Sigue Sigue Sputnik: post-punk or the last punk blast? The multi-million prank of "Flaunt It!" on EMI in of itself makes them worthy enough, IMHO, but even musically they managed to mash together things that even precursed such latter-day styles as 'soundclash', early techno, et al.

PiL: definitely post-punk, by Johnny's own definition itself. Another thing like GoF that wound up being a mass influencer in addition to creating some wonderful, disturbing, experimental work up thru "Flowers of Romance" and carving up many ideas of what rock is after that.

Material: Bill Laswell redefined hard funk with this, and again, another 'mass influencer' that continues to have repercussions down to the present day. Also important as a 'launching pad' project for many, many things since its inception.

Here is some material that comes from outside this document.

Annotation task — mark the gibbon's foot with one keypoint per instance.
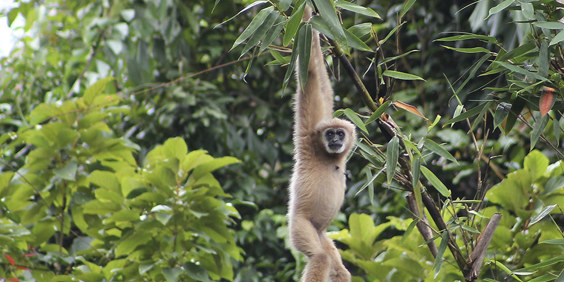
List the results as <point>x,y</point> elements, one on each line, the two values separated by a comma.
<point>317,268</point>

Sonic Youth: the other NYC luminaries of this sort, I think...a nasty recom-virus of NYC punk + Lower East Side New Music experimentalism + hangover traces of American psychedelia. Late into the mix, perhaps, but very much in the vein and very much worth making it into the list.

And just to be contrary, an eleventh:

The Pop Group: not a huge body of work here, but one that still repercusses music to this day. Perhaps the original 'soundclash' group, smashing together avant-jazz, avant-garde, funk, punk, industrial, dub, and god only knows what else in rapid-fire (dis)assembly, and sounding like virtually nothing else in the process.